U.S. Nuclear Posture at a Crossroad, Defense Science Board Says
The Defense Science Board concludes in a new report that the United States has lost its “national consensus” on what the nation’s nuclear deterrent should look like and the role it should serve. The consensus has been replaced by an “entrenchment” of “sharp differences” of opinion. Therefore, urgent action is needed by the White House and senior leaders to “engage more directly to articulate the persuasive case” for how modern nuclear weapons serve U.S. national security policy.
U.S. nuclear policy has come to a crossroad because the current formula is no longer sustainable.
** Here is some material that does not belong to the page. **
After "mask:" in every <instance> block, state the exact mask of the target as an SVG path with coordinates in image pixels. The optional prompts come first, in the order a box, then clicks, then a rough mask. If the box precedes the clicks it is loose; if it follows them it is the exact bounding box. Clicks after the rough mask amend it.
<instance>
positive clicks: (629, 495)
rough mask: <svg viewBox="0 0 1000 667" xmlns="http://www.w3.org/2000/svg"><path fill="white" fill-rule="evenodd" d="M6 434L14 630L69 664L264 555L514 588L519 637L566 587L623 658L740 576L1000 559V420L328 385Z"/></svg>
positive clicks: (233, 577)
Perhaps not coincidently, the DSB report comes as the administration is preparing to persuade Congress to pay for a new nuclear weapons complex (Complex 2030) to resume production of nuclear weapons for the first since since the end of the Cold War. To that end, the report presents a wide range of recommendations for how to revitalize the U.S. nuclear posture.
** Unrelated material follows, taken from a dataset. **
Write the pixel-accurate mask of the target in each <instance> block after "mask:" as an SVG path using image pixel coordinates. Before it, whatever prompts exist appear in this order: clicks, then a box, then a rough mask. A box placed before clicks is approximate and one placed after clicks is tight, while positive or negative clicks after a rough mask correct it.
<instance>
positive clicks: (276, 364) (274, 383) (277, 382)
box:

Recommendations for nuclear weapons policy and forces include:
1. Leaders should declare “unequivocally and frequently” that nukes are still needed.
2. Establish a Red Team to look for nuclear enemies.
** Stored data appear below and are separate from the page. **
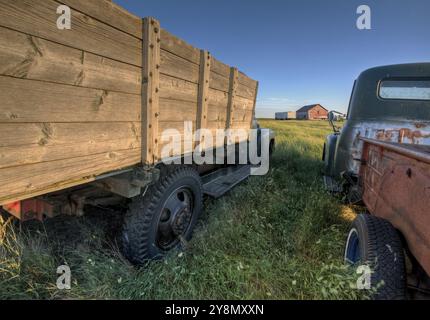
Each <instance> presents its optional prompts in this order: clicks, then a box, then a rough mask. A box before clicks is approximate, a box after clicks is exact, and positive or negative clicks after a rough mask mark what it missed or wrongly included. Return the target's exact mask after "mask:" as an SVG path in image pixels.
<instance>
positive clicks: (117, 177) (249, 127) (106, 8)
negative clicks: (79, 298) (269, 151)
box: [0, 0, 274, 264]
mask: <svg viewBox="0 0 430 320" xmlns="http://www.w3.org/2000/svg"><path fill="white" fill-rule="evenodd" d="M60 5H65V6H67V8H69V9H70V12H71V29H59V28H58V24H57V20H58V18H59V14H58V10H57V9H58V8H59V6H60ZM64 8H65V7H64V6H63V7H62V10H64ZM60 11H61V10H60ZM64 12H65V11H64ZM196 27H198V26H196ZM257 87H258V83H257V82H256V81H255V80H252V79H251V78H249V77H247V76H246V75H245V74H244V73H242V72H240V71H238V70H237V69H236V68H232V67H229V66H227V65H226V64H224V63H222V62H220V61H218V60H217V59H215V58H214V57H213V56H212V55H211V54H210V53H209V52H208V51H204V50H198V49H196V48H194V47H192V46H191V45H189V44H187V43H186V42H184V41H183V40H181V39H179V38H177V37H176V36H174V35H172V34H171V33H170V32H168V31H167V30H165V29H163V28H162V27H161V26H160V23H159V22H158V21H157V20H156V19H154V18H145V19H141V18H138V17H136V16H134V15H132V14H130V13H129V12H127V11H125V10H124V9H122V8H121V7H119V6H117V5H115V4H114V3H112V2H111V1H106V0H92V1H81V0H59V1H54V0H43V1H42V0H41V1H32V0H20V1H9V0H0V206H2V208H3V210H4V211H7V212H8V213H10V214H12V215H14V216H15V217H17V218H19V219H21V220H23V221H25V220H29V219H45V218H49V217H53V216H55V215H58V214H69V215H77V216H80V215H82V214H84V213H85V209H86V208H87V207H88V205H98V206H112V205H117V204H125V206H126V207H128V211H127V213H126V214H125V218H124V227H123V231H122V236H121V239H122V246H123V249H124V253H125V254H126V256H127V257H128V258H129V259H130V260H131V261H132V262H134V263H136V264H142V263H143V262H144V261H146V260H147V259H151V258H158V257H162V256H163V255H164V254H165V253H166V252H167V251H169V250H170V249H172V248H176V247H178V246H179V245H180V243H181V241H182V240H183V239H185V240H187V239H189V238H190V237H191V233H192V230H193V227H194V225H195V223H196V220H197V218H198V216H199V213H200V212H201V211H202V198H203V195H204V194H206V195H209V196H212V197H215V198H216V197H219V196H221V195H223V194H224V193H225V192H227V191H228V190H229V189H231V188H232V187H233V186H235V185H236V184H238V183H239V182H241V181H243V180H244V179H246V178H247V177H248V176H249V175H250V171H251V170H252V169H253V167H251V166H250V165H248V163H250V162H252V161H250V160H249V159H248V158H246V159H245V164H242V165H239V164H238V161H234V162H233V164H231V165H228V164H226V163H225V161H221V163H220V162H219V161H216V162H215V163H211V162H210V161H204V162H203V163H200V164H197V163H195V162H194V161H191V162H188V163H187V161H185V160H186V159H189V158H190V156H189V155H190V154H192V151H193V150H195V147H196V144H197V143H196V141H194V138H195V136H196V135H194V134H193V133H195V131H196V129H206V130H207V131H209V132H211V133H213V135H215V134H216V133H217V132H218V131H219V130H226V129H229V130H233V129H242V132H243V131H245V133H249V135H245V136H243V135H242V136H240V138H239V139H235V138H234V139H233V140H232V139H231V137H227V138H224V137H223V139H221V140H217V141H216V142H217V144H216V145H213V144H212V145H208V144H206V141H205V144H199V145H198V146H199V149H198V150H200V151H201V154H200V156H201V157H207V156H208V154H214V156H213V157H218V158H219V157H224V158H226V157H227V154H229V155H230V154H232V153H234V154H235V155H236V153H238V151H237V148H236V146H237V145H238V144H239V143H241V144H242V145H243V143H245V144H248V143H249V145H250V146H251V142H250V140H251V139H250V136H251V131H252V132H253V133H255V132H257V133H256V134H255V135H254V136H255V137H257V140H258V139H260V140H261V139H262V138H261V137H262V136H265V137H267V136H269V139H271V147H272V148H271V150H273V145H274V140H273V136H270V133H267V134H266V133H263V132H267V131H265V130H262V129H259V128H258V124H257V123H256V121H255V119H254V113H255V112H254V111H255V102H256V95H257ZM185 123H187V124H188V125H187V126H185V125H184V124H185ZM187 128H192V129H191V137H190V135H187V134H186V129H187ZM251 129H256V130H251ZM169 130H170V131H169ZM166 131H167V132H170V133H171V134H172V132H174V133H175V134H176V135H172V137H173V138H174V139H173V141H177V142H178V144H177V145H178V146H179V148H174V149H172V152H170V153H169V154H168V156H169V157H171V158H172V159H176V160H178V159H179V160H180V161H179V162H180V163H181V164H180V165H178V164H177V163H178V162H175V164H166V163H165V162H163V161H162V160H163V155H162V151H163V150H164V146H165V145H166V144H168V143H170V142H171V141H170V140H168V141H165V140H164V139H163V133H165V132H166ZM199 137H201V136H199ZM196 140H197V139H196ZM260 140H259V142H260V143H255V145H257V147H256V148H258V147H260V148H261V150H259V151H258V154H259V155H261V154H262V153H263V151H264V143H261V141H260ZM269 141H270V140H269ZM231 146H233V147H232V148H231ZM203 147H206V148H203ZM250 148H251V147H250ZM214 149H215V150H216V153H213V152H212V153H211V152H210V151H213V150H214ZM221 151H223V152H224V155H223V153H222V152H221ZM193 159H194V158H192V160H193ZM218 160H219V159H218ZM248 160H249V161H248ZM241 163H242V162H241ZM254 164H255V163H254Z"/></svg>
3. Establish a Deterrence Team to figure out how to better deter current and future adversaries.
4. The missile defense under construction is inadequate to deal with countermeasures and needs to be upgraded.
5. Accelerate development of “a credible Nuclear Leg of the Strike Triad.”
6. Figure out what to do with nuclear forces beyond the SORT treaty, but hedge (it is now called “remain reversible”) against negative developments in Russian and China.
7. Modernize the command and control system.
8. The Nuclear Weapons Council should establish a policy that no single warhead type makes up more than 20 percent of the deployed stockpile (i.e., the stockpile should consist of at least five different warhead types).
9. RRW-1, as the first Reliable Replacement Warhead prototype is called, should be a full weapons program.
Recommendations for the nuclear weapons production complex include:
1. Produce “a predetermined number of RRW-class warheads” per year by 2012.
2. Create a National Nuclear Weapons Agency to support Complex 2030.
3. Retain all three nuclear weapons labs.
4. The Secretary of Defense should figure out which is easier: sustain the current quantities and diversity of nuclear weapons or build new ones.
5. Create an Assistant Secretary of Defense for Strategic Weapons with a Deputy Assistant Secretary of Defense for Nuclear Weapons.
6. Get congressional approval to appoint the Deputy Secretary of Defense as the Nuclear Weapons Council and make the commander of STRATCOM a member of the Nuclear Weapons Council.
Yet Another RRW Vision?
One of the surprises in the report is that the DSB seems to have a different long-term vision for the RRW than the administration. A drawing in the DSB report shows how the composition of nuclear warheads would change with the introduction of RRWs. The drawing a future mix of equal numbers of RRWs and existing life-extended warheads (see figure below).
DSB Stockpile Vision |
The Defense Science Board report presents a nuclear stockpile vision that includes roughly equal numbers of the RRW and life-extended warheads. |
That vision is very different from the one presented by the Secretary of Energy, Secretary of Defense, and the Nuclear Weapons Council in their joint interim RRW report to Congress in March 2006. A drawing in that report showed a future mix of warheads where RRWs would replace all life-extended warhead types (see figure below).
DOD/DOE Stockpile Vision |
The Department of Energy and Department of Defense vision for the nuclear stockpile includes a phaseout of all life-extended warheads leaving only RRWs. |
Analysis
The DSB report comes across as an attempt to “resell” the 2001 Nuclear Posture Review. It is a report on the defensive that suggests that critics of Cold War nuclear policy and excessive capabilities have had a considerable impact on U.S. nuclear policy and the mood inside the administration and Congress.
A major shortfall of the report is this: Despite lamenting that new thinking is urgently needed, the DSB report offers no new ideas for why it is necessary to revitalize the nuclear posture, except the arguments made in the 2001 Nuclear Posture Review and the 2004 DSB report on the future of strategic forces. Instead of defining the new agenda, the DSB report appears to be defending the current agenda.
This is perhaps not surprising considering that the entire DSB Task Force consisted of people from the nuclear labs, major defense contractors and conservative think tanks. Some were even the architects of the 2001 Nuclear Posture Review. All advisors are from the Pentagon, the nuclear agencies, and the nuclear labs. The DSB report’s primary conclusion is that new thinking is needed, but the list of participants and briefings received strongly suggests that no attempt was made to think “outside the box.”
The failure to involve others and new ideas is perhaps the worst enemy of U.S. nuclear policy, not to mention a disfavor to national and international security.